For his part, Duclos takes note of various problems facing a spiritual valuation of wilderness. Among other things, he notes that it’s unclear whether a spiritual valuation gives those who lack a spiritual connection with nature any reason to resist assisting wild animals. Religious accommodations are important within liberal democracies, but many reject the idea that respect for religious freedom justifies sacrificing the welfare of some for the religious preferences of others (122-123). For my part, I think the claim that wilderness is a spiritual (and thus problematic) value is quite compelling. The idea that nature is good is certainly a big part of monotheistic theology. Monotheistic frameworks maintain that, with the exception of human action, God causes everything. They also maintain that God is all-powerful, all-knowing, and all-good. From a monotheistic perspective, then, it’s necessary that anything in nature be good, too. It’s for precisely this reason that the existence of suffering in nature poses a classic theological problem that philosophers of religion still discuss to this day (Murray 2008). Though belief in God has waned, it remains true that monotheism played a significant role in shaping the conceptual framework we’ve inherited. For example, G.E.M. Anscombe famously argued that the concept of moral duty is a remnant of sorts, one that (according to her, at least) is metaethically awkward without a divine being who legislates moral laws that we’re obligated to follow (Anscombe 1958). Similarly, we often speak of nature as if it contains purpose and structure, all of which seems rather awkward without a divine architect. That wilderness is best understood as a spiritual value is, to my mind, a highly plausible thesis worthy of further philosophical and historical research.

REFERENCES

Anscombe, G.E.M. “Modern Moral Philosophy.” Philosophy 33 (1958): 1-–19. 

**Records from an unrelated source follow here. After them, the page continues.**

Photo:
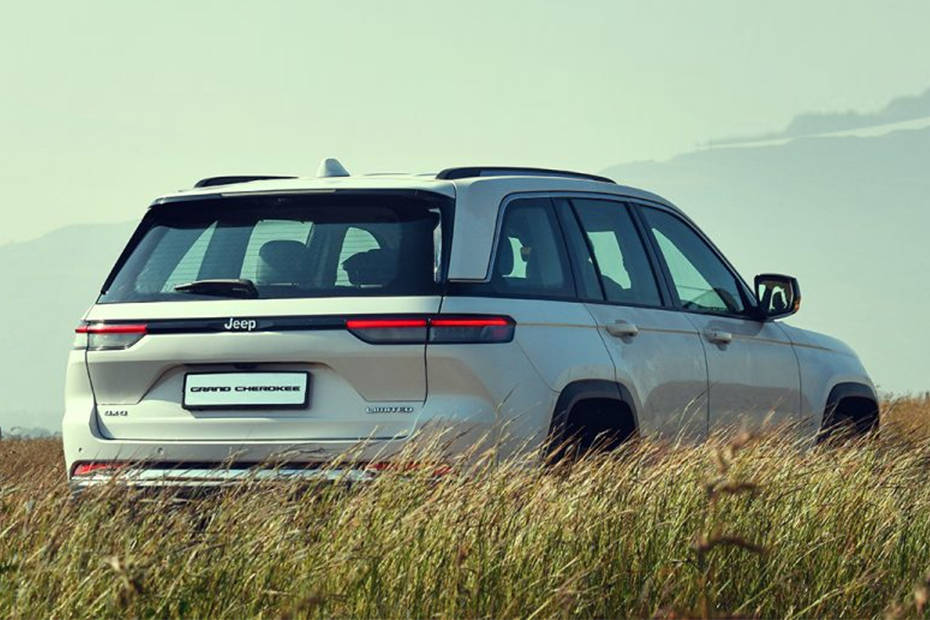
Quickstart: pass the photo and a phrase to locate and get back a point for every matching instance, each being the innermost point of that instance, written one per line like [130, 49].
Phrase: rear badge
[389, 410]
[246, 325]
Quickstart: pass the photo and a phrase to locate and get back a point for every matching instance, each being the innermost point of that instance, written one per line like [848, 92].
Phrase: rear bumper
[204, 478]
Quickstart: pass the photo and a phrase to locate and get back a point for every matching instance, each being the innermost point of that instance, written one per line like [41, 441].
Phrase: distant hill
[47, 283]
[850, 216]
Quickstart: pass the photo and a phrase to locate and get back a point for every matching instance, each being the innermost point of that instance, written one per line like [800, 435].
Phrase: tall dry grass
[737, 526]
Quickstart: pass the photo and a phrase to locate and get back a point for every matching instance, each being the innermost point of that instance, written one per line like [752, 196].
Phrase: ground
[737, 526]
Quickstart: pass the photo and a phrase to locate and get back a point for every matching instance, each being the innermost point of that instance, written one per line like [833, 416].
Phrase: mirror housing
[779, 295]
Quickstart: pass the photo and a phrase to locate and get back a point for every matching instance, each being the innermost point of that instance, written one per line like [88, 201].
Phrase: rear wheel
[594, 425]
[850, 417]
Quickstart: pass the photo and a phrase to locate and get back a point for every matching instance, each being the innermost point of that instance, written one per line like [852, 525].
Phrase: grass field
[740, 526]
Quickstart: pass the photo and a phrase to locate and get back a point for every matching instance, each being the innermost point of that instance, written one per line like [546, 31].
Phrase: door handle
[622, 329]
[718, 336]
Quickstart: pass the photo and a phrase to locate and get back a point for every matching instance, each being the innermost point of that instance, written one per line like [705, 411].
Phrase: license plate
[246, 390]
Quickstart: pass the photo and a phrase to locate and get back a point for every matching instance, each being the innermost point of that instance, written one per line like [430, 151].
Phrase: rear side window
[531, 259]
[297, 246]
[624, 268]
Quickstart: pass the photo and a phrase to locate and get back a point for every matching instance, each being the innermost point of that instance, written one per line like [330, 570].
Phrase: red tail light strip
[433, 329]
[384, 323]
[496, 321]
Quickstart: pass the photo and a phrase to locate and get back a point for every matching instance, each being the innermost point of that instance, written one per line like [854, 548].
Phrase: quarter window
[530, 252]
[702, 281]
[625, 273]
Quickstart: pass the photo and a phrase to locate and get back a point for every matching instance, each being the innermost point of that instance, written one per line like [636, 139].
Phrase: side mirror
[779, 296]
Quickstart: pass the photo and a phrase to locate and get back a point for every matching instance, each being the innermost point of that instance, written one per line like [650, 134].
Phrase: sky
[108, 104]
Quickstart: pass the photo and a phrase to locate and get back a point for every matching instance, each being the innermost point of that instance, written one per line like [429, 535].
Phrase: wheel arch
[589, 389]
[844, 391]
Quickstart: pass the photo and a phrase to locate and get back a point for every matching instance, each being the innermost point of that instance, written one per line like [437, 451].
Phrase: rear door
[287, 360]
[657, 352]
[752, 368]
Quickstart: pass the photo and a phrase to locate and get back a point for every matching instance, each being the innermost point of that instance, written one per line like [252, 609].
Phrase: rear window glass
[296, 246]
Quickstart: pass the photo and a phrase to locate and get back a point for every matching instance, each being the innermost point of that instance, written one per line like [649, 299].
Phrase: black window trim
[749, 302]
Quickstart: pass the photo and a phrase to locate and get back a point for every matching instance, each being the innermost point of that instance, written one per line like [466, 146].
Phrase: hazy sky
[107, 104]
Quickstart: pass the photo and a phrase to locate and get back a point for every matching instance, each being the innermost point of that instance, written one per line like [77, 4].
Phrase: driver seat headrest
[377, 267]
[281, 262]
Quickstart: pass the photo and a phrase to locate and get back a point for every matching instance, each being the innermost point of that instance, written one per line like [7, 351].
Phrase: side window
[702, 281]
[586, 279]
[625, 273]
[531, 253]
[357, 241]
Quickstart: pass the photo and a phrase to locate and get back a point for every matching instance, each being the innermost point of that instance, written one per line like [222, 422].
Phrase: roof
[425, 182]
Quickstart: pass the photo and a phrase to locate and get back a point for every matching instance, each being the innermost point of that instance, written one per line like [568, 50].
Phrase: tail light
[389, 331]
[435, 330]
[108, 336]
[450, 330]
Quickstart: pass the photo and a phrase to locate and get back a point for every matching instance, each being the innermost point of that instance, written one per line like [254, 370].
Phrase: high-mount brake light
[435, 330]
[108, 336]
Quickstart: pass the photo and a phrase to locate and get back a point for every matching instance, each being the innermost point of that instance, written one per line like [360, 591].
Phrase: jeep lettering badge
[246, 325]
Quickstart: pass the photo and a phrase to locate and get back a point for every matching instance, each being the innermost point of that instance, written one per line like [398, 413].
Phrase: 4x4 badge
[389, 410]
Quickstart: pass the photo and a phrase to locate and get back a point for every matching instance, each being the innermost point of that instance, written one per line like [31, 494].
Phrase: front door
[753, 372]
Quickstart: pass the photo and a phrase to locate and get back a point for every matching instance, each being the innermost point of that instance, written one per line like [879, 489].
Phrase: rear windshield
[287, 246]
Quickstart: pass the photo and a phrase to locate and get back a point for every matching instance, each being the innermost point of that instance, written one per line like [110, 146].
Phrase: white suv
[261, 318]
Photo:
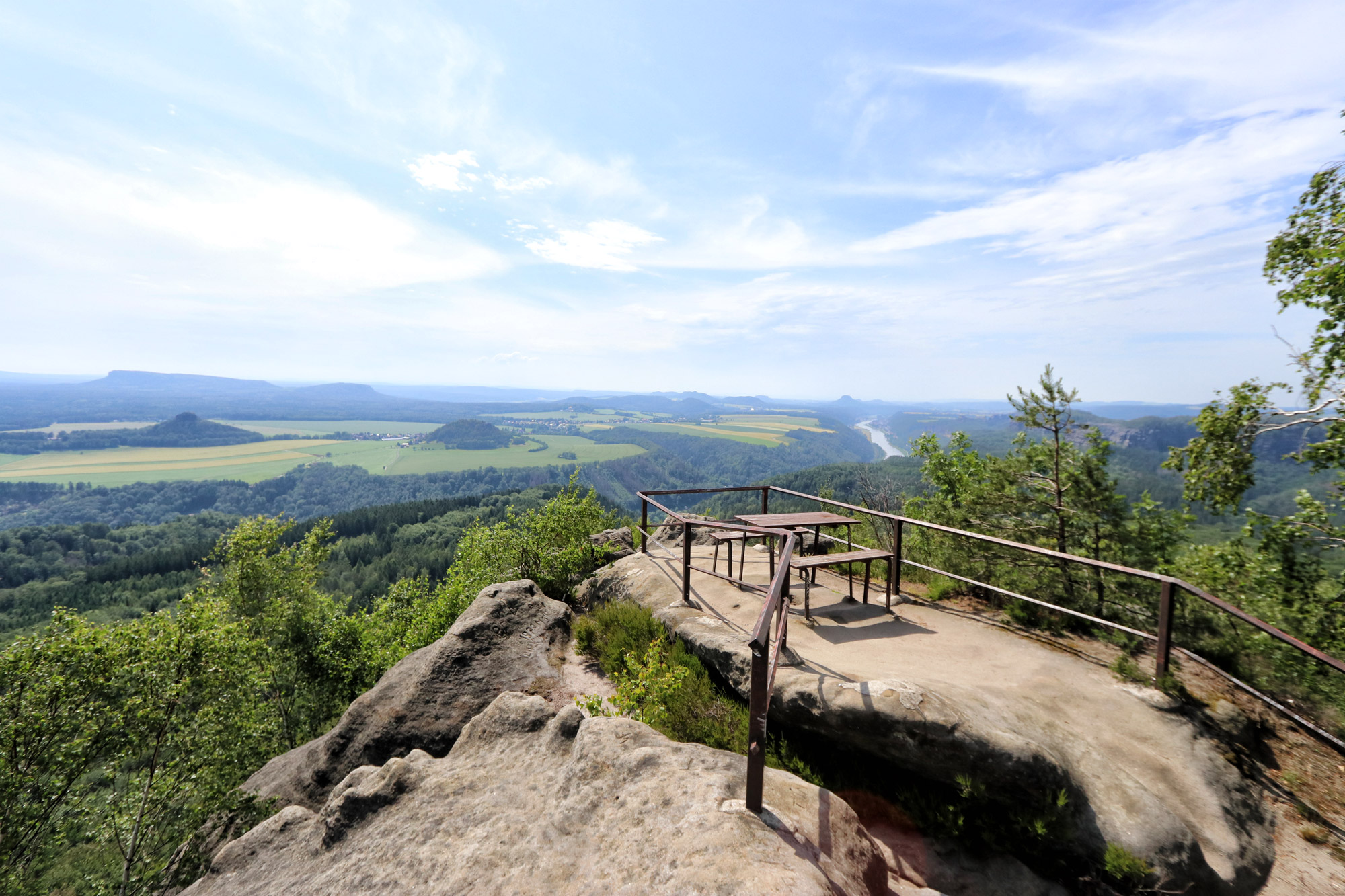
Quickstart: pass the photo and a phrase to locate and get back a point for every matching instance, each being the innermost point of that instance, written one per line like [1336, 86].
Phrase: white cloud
[523, 185]
[1207, 57]
[445, 170]
[599, 245]
[506, 358]
[1208, 186]
[210, 228]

Faria, Catia. Animal Ethics in the Wild: Wild Animal Suffering and Intervention in Nature (Forthcoming with Cambridge University Press). 

Johannsen, Kyle. Wild Animal Ethics: The Moral and Political Problem of Wild Animal Suffering (Routledge, 2021).

McCulloch, Steven P. and Michael J. Reiss. “The Development of an Animal Welfare Impact Assessment (AWIA) Tool and Its Application to Bovine Tuberculosis and Badger Control in England.” Journal of Agricultural and Environmental Ethics 30 (2017): 485-–510. 

Murray, Michael J. Nature Red in Tooth and Claw: Theism and the Problem of Animal Suffering (Oxford University Press, 2008).

Sandel, Michael. The Case against Perfection: Ethics in the Age of Genetic Engineering (Belknap Press, 2007).